The association of Ebonics with “delinquency and thuggery” (84) has more to do with the failure of racist imagination to see how Black people might adopt new language practices as part of a growing cultural identity in the US. Linguists like the University of Massachusetts’s Lisa Green emphasize that Ebonics, or “African American English” as she and other scholars term it, only seems haphazard to those unfamiliar with it; in reality, it is as systematic and rule-governed as any European language taught in schools. (Green, Lisa. African American English: A Linguistic Introduction. Cambridge University Press, 2002.) Similarly, the perception of Black underperformance in schools is an issue of disproportionate opportunities for Black students to succeed in standardized testing formats.
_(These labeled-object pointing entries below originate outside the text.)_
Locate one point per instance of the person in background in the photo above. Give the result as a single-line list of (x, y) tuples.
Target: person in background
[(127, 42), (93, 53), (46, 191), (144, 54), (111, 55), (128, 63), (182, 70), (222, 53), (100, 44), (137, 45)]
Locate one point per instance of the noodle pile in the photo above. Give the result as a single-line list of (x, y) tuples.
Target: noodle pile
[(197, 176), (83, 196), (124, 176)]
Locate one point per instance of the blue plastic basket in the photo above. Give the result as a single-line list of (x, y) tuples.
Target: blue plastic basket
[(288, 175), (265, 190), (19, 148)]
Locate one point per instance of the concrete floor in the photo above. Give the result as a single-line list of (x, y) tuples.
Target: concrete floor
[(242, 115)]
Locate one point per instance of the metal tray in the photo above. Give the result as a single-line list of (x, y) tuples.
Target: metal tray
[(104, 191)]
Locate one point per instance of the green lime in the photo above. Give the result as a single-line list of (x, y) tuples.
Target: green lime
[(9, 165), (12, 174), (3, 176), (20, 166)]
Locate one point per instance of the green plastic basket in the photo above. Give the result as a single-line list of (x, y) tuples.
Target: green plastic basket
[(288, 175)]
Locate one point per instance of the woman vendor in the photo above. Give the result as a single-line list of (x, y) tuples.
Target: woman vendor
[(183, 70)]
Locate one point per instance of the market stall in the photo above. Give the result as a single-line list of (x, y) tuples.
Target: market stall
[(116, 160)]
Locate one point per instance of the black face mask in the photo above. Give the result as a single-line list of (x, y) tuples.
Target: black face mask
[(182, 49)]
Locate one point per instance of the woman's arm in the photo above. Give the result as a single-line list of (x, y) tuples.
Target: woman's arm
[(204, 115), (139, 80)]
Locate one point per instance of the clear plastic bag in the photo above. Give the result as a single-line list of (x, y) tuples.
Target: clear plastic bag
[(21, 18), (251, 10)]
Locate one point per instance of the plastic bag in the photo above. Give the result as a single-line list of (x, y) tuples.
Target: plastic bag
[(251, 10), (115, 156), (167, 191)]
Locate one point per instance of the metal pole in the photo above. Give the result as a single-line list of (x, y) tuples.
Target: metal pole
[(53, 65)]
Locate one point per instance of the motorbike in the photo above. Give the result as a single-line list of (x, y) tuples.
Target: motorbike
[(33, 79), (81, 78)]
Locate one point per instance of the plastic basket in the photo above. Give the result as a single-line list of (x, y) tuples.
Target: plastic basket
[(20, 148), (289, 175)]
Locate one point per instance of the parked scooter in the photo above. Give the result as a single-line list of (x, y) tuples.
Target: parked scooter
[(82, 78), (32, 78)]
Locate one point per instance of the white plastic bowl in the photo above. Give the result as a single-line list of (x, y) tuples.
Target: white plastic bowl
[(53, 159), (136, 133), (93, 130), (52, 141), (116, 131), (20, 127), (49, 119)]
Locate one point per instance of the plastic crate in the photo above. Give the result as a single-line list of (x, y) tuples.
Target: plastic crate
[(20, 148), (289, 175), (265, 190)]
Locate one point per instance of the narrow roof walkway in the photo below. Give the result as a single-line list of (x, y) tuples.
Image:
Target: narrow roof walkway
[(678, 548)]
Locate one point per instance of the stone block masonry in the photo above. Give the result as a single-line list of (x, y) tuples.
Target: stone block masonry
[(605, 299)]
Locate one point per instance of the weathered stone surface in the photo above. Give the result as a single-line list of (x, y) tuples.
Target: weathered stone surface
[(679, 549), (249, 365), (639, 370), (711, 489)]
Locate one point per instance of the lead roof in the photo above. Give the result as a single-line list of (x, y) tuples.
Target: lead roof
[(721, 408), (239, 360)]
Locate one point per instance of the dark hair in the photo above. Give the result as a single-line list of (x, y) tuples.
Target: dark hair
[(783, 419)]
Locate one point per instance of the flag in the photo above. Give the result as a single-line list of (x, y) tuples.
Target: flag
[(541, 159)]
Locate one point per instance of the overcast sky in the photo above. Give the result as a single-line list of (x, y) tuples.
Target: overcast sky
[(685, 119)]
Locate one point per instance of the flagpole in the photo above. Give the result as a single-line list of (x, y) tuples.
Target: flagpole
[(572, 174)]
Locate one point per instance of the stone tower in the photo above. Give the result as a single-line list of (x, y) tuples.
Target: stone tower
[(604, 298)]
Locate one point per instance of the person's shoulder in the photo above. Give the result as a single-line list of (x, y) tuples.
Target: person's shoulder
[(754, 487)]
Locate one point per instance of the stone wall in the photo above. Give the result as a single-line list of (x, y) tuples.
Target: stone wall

What has been perceived as an achievement gap in national conversations about Black academic progress should be more aptly named an opportunity gap. By reinterpreting these aspects of Black cultural and academic life in these ways, society decenters the emphasis on White cultural standards for measuring validity and success.
In Chapter 9, Kendi tackles colorism—the historical origins that have defined White societal relationship to Black people with different complexions, as well as how Black people view each other. Kendi implicates himself when it comes to his early ideas about skin color, wanting to embody qualities of lighter skinned Black people while simultaneously resenting lighter skinned Black people. He realizes that both attitudes are part of colorism. His recollection of his early relationship to skin color in this chapter marks one of several examples throughout the book in which he examines his own internalized racist ideas to show how he has evolved his thinking since then.